Mich begeistert vor allem die Spontanität und Freiheit dieser Kunstform und ihr sozialer und gemeinschaftlicher Faktor. Viele Paste-Ups, Stencils oder Graffitis nehmen direkten Bezug zu aktuellen Ereignissen oder sie entstehen aus einem unmittelbaren Drang heraus, sich der Welt mitzuteilen. Und das auf sehr unterschiedliche, oft auch überraschende Art und Weise.
Durch die Verwendung eines „Tags“, also der Anonymisierung seiner selbst, hat man überdies die absolute Freiheit und muss keine Angst vor negativen Auswirkungen haben.
Ein weiterer wichtiger Bonuspunkt der Street Art ist ihr sozialer Faktor. Ich liebe es, dass diese Kunstform für alle ist. Jeder kann sie kostenlos bewundern, sich darüber aufregen oder sie verdammen.
Man muss nicht in ein Museum oder eine Galerie gehen, sondern wird einfach auf seinem Weg ohne Vorahnung überrascht. Und das finde ich einfach wunderbar.
Meine engere Beziehung zur Street Art hat sich eigentlich durch meinen Wohnort ergeben.Ich wohne in Berlin/ Prenzlauer Berg und habe jeden Tag lange Stadtspaziergänge mit meinem Hund gemacht. Dort ist es praktisch unmöglich, nicht täglich neue und überraschende Kunst im öffentlichen Raum zu entdecken. Irgendwann habe ich dann angefangen vieles zu fotografieren und zu dokumentieren, da mir auffiel, das viele Paste-Ups schon nach kurzer Zeit wieder verschwinden. Das fand ich sehr schade, da ich einige besonders kunstvoll, witzig oder schlagfertig fand.

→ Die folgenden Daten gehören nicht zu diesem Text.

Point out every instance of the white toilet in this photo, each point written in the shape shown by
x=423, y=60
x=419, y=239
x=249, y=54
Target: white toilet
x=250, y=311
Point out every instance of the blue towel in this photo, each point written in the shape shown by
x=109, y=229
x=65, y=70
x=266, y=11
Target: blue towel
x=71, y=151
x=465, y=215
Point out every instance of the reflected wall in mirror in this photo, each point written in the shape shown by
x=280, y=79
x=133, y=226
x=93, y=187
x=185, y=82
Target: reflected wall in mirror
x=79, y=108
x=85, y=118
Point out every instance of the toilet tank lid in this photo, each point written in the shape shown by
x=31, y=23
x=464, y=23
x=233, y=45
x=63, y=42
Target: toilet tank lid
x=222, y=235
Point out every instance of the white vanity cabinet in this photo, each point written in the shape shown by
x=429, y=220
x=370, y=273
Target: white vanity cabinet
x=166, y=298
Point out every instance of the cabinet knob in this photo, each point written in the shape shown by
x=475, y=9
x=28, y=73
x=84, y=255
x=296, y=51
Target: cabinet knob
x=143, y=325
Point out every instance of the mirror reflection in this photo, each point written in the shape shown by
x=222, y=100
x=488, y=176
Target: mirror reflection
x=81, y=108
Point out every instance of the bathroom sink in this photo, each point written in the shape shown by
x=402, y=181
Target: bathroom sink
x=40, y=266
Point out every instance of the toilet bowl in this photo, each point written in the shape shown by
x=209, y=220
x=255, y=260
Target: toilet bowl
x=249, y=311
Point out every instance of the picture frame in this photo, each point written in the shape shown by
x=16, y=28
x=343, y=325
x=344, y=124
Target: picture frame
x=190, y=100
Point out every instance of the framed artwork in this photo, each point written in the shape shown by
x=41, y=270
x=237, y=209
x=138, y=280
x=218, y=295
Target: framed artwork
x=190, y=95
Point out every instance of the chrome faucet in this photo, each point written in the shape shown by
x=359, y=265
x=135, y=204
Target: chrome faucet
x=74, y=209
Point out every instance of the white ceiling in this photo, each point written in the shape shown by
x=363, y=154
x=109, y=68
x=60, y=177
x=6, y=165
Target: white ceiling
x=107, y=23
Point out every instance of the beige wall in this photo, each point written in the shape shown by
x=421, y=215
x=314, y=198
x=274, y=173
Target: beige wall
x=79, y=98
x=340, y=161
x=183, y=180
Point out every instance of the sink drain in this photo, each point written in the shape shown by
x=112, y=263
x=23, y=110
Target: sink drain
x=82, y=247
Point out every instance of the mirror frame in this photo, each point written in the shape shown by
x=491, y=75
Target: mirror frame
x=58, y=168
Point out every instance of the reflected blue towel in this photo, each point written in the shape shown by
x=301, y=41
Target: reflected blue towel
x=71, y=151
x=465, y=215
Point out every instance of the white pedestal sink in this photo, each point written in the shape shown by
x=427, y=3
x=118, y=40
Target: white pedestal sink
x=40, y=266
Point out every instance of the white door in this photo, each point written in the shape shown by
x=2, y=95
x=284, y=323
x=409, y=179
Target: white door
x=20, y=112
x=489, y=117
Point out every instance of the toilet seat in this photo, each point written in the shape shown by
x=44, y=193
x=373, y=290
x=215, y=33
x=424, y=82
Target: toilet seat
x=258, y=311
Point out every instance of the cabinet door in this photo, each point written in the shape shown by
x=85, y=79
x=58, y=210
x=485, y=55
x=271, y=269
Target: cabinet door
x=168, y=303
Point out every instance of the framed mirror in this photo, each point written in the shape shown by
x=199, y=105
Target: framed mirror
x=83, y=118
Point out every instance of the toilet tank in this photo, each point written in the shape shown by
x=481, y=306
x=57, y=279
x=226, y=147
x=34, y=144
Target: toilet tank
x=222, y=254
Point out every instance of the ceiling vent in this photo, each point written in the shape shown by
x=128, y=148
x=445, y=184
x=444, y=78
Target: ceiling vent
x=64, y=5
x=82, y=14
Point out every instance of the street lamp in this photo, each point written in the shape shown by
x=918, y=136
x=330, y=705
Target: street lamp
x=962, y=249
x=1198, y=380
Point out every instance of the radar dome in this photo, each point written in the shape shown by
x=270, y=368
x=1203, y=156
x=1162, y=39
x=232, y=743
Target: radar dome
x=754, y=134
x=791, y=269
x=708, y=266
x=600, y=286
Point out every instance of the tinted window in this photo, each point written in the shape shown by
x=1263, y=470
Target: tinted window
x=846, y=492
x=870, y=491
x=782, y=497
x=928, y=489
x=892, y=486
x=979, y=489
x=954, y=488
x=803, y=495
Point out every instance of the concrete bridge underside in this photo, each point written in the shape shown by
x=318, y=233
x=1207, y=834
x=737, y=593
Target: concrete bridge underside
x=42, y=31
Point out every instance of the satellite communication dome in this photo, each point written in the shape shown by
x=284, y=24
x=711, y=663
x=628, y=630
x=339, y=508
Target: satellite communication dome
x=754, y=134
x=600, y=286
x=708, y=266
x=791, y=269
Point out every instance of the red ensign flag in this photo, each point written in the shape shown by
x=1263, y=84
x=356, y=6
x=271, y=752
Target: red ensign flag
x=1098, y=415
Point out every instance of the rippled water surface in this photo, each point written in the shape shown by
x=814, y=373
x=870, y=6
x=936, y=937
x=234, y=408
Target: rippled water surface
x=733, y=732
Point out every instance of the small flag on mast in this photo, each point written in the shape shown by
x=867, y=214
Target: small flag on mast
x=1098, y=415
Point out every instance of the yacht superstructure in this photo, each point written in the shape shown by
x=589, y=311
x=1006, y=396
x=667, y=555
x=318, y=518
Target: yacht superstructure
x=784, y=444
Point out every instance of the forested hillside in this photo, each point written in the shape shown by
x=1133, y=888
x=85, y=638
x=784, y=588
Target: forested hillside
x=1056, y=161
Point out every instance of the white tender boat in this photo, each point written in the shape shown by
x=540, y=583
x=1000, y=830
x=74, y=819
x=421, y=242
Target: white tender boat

2. Ist Street Art immer laut oder kann sie auch leise?
Natürlich kann sie beides und auch alle Töne dazwischen. Das macht ja einen Teil der Faszination aus. Street Art ist genauso facettenreich wie die Menschen auf unserem Planeten. Das geht von großen Events wie den weltweit regelmäßig stattfindenden „Mural Festivals“, bei denen die Künstler meterhohe Wände zur Verfügung gestellt bekommen, bis hin zu winzig kleinen Statement Stickern die spontan an Ampeln geklebt werden. Ich finde es auch toll, dass mittlerweile einige Künstler in der Lage sind als Street Art Künstler durch die Welt zu ziehen und davon leben zu können.
3. Wie geht Street-Art mit Seide zusammen? Ist das kein Widerspruch?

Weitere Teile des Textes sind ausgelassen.